More recently, in DC, especially since the New 52 universe and constant Crises and resets, a number of characters have explicitly stated that not just Earth, but the Earth of the late 20th Century to the early 21st Century was for some reason no one can quite figure out a pivot point for all of reality. Changes to that time/place ripple out and change the entire multiverse in ways that don’t happen anywhere elsewhen.

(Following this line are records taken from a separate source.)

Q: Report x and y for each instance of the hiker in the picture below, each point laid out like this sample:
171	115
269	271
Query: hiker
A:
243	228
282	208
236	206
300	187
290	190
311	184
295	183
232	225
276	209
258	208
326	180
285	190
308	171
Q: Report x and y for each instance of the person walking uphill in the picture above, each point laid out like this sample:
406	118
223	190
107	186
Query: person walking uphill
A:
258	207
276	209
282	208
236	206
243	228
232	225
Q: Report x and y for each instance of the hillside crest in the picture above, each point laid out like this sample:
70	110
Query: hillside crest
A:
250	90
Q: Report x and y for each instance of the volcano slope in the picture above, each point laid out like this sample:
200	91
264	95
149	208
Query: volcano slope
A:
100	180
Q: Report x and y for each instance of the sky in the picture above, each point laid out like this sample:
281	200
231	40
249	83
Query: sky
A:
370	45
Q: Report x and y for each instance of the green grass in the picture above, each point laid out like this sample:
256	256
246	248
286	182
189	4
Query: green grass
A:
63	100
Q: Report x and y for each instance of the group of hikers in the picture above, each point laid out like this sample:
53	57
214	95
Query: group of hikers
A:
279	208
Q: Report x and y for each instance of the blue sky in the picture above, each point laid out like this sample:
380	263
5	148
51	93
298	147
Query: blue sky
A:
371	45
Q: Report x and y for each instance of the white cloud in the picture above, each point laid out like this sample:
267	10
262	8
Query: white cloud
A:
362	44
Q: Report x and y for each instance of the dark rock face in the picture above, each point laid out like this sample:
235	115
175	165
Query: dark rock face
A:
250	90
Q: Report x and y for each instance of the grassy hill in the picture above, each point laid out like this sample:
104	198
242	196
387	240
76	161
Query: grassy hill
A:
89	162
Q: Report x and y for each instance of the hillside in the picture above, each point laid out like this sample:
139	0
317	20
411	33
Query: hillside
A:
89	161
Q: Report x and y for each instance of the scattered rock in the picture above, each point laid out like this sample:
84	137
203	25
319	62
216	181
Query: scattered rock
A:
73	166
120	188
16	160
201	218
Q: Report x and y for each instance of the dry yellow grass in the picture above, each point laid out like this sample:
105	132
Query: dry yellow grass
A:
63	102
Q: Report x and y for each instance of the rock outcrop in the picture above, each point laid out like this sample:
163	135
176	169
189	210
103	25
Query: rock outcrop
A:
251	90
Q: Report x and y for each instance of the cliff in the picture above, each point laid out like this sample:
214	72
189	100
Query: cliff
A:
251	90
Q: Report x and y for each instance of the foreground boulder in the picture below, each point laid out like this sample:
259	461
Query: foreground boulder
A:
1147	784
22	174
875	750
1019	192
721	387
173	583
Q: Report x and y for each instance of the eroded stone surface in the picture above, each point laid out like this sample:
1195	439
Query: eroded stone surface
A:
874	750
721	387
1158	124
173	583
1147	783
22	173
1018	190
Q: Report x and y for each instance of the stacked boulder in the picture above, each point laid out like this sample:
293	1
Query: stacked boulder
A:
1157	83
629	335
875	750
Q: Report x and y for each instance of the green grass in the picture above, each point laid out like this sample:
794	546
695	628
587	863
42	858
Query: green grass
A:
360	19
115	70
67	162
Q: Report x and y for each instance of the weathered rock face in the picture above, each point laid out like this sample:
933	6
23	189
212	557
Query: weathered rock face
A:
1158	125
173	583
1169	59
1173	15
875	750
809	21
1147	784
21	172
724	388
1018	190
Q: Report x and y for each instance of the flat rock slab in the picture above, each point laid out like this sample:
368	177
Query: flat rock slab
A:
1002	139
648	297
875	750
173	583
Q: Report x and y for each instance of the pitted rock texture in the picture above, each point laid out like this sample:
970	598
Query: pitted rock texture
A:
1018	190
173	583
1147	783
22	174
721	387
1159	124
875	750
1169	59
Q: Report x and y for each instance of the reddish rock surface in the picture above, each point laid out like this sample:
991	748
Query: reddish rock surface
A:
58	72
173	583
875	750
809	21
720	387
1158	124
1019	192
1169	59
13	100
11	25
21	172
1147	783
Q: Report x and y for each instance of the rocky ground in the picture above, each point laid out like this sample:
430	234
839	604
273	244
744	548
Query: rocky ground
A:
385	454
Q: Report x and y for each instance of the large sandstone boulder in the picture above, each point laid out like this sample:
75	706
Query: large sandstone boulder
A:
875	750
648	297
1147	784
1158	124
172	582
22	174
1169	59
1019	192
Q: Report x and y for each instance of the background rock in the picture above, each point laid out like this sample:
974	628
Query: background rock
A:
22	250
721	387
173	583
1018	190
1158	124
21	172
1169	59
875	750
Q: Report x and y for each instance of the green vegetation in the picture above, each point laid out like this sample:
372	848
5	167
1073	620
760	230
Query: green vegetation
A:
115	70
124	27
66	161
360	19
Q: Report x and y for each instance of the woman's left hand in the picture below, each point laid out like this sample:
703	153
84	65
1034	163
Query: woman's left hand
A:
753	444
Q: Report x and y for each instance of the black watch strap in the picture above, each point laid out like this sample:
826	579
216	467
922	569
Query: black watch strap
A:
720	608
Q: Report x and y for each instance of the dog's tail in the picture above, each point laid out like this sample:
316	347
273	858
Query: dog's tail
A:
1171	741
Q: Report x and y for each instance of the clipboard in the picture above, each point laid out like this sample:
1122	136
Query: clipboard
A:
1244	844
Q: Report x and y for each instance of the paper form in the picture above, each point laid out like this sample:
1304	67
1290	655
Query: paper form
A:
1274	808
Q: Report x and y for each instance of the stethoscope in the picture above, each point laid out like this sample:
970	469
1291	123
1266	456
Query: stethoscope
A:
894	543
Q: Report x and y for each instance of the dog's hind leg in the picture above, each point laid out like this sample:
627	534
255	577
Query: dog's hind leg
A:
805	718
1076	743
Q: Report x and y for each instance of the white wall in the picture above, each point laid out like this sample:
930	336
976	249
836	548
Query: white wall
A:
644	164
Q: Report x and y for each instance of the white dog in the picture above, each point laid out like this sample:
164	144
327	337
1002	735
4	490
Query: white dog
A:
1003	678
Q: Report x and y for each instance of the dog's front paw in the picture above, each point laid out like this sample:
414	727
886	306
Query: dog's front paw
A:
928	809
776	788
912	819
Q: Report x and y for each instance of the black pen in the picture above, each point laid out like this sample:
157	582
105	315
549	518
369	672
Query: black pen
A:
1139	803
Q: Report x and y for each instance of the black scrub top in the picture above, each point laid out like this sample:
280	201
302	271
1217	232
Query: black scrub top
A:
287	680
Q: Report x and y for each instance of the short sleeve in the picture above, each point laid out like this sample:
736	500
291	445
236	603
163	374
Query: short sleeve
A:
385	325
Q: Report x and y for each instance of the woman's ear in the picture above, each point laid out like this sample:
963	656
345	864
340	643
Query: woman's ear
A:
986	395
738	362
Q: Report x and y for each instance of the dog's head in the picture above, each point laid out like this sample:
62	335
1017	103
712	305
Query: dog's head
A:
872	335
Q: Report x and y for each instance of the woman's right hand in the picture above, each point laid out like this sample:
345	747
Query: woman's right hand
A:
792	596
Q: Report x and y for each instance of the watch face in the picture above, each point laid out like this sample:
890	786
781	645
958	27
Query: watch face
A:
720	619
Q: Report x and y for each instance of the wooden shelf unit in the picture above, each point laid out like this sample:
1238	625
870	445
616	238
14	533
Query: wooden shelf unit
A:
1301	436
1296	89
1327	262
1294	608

And in Marvel, Earth contains the Nexus of All Realities, and I think more recently its been stated that there are people who serve as Nexus points for reality, and they’re heavily concentrated on Earth. Also, the current run of The Avengers posits that the first Celestial (a Kirby Space God) died on Earth of a cosmic infestation/infection, and life on Earth originated as the byproduct of his decay, and Earth’s heroes are sort of cosmic antibodies, so Earth is the center of cosmic conflicts.
It’s mainly Odin’s fault. He hid the Space Stone there, and then Loki brought the Mind Stone there trying to get it.
I never really got why.
Wouldn’t it be far safer in Asgard than on some backwater planet?
A mere human was able to get the stone. What if someone like Thanos had come looking?
Security by obscurity, and he also didn’t want Thanos or whoever coming after Asgard.
I may well be misremembering this, but wasn’t that the explicit explanation? I vaguely remember a scene in one of the movies, where Thor goes into Odin’s vault, and finds the artifact(s) is/are fake, because the vault is an obvious target, and they were hidden away in a place no one would think to look.